Governance One-Pager
Using AI on finance work, safely
Print this and keep it at your desk.
A one-page reference you can take to your own team. It condenses the governance a controller, analyst, or accountant applies before and after AI touches real work. Your firm and client rules always win; this is the floor, not a substitute for them.
Before you start: the red-lines check
Thirty seconds, every time.
- Right dataIs any client, company, or personal data involved? If so, it belongs only in an approved enterprise instance, never a consumer account or a self-published site.
- Right toolIs this an approved instance for this data class? Consumer and enterprise versions are different products on training and retention.

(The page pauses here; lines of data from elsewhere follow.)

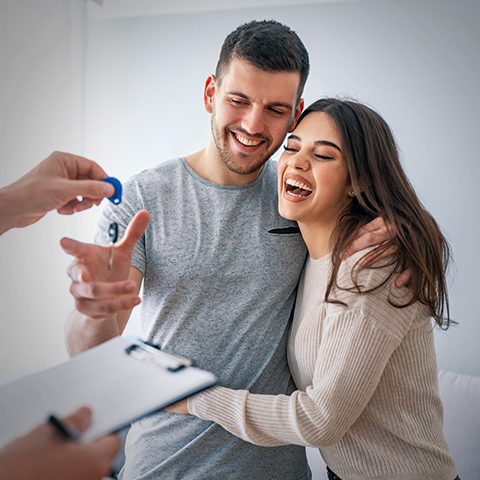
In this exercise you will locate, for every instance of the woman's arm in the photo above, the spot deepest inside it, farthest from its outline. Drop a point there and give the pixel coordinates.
(357, 342)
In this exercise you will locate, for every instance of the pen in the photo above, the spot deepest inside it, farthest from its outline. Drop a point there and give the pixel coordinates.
(66, 432)
(62, 429)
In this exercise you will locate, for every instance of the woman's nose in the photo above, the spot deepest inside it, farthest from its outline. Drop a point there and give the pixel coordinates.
(299, 161)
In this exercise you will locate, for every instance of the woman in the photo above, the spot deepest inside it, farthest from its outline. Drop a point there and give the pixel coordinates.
(360, 350)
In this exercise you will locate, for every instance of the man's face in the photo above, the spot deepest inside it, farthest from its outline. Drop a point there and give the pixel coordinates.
(252, 110)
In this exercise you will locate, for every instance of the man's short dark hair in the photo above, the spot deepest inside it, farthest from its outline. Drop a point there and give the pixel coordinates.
(267, 45)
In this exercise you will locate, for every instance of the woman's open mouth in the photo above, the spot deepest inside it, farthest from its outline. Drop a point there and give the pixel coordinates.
(297, 188)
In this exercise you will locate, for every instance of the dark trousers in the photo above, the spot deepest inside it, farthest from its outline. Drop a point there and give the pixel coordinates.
(332, 476)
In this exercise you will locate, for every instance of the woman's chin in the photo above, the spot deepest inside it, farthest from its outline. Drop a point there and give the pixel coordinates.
(288, 213)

- Scoped accessHave you curated the folder to the minimum the task needs? An agent can see and act on everything you give it.
- Approvals onDoes the work stay inside the normal preparer and reviewer sign-offs? The model is a fast preparer, not an approver.
- Audit trailCan you show what went in, what came out, and who checked it?
Data tiers: what goes where
- Public or synthetic dataAny tool, including a personal account.
- Internal, non-sensitiveThe approved enterprise instance only.
- Client, company, or personal dataThe approved instance, only after confirming the engagement allows it; when in doubt, ask before you upload.
Before it ships: the five-point review
Nothing ships without a human review.
- 1Verify every sourceOpen each cited source and confirm it says what the draft claims. Purpose-built professional tools still cite things that do not exist.
- 2Own every conclusionFor each recommendation, ask whether you would state it in your own voice to a decision-maker.
- 3Strip AI writing patternsRemove em dashes and formulaic framings. Rewrite until it reads the way you would explain it aloud.
- 4Trace every numberFollow each figure back to the input it came from.
- 5ReconcileConfirm totals foot, cross-references agree, and no conclusion overstates the evidence.
AI is good at
- Drafting and rewriting narrative.
- Extraction and summarization from documents.
- Classification and tagging.
- Writing formulas and code that run deterministically.
- First-pass and adversarial review.
Do these yourself
- The arithmetic itself; have AI build the formula instead.
- Novel professional judgment.
- Choosing the accounting or valuation conclusion.
- Anything that ships without a human trace of sources and numbers.
The habit that matters: never ship without adversarial checks and a human review, because judgment remains the one input these tools cannot supply.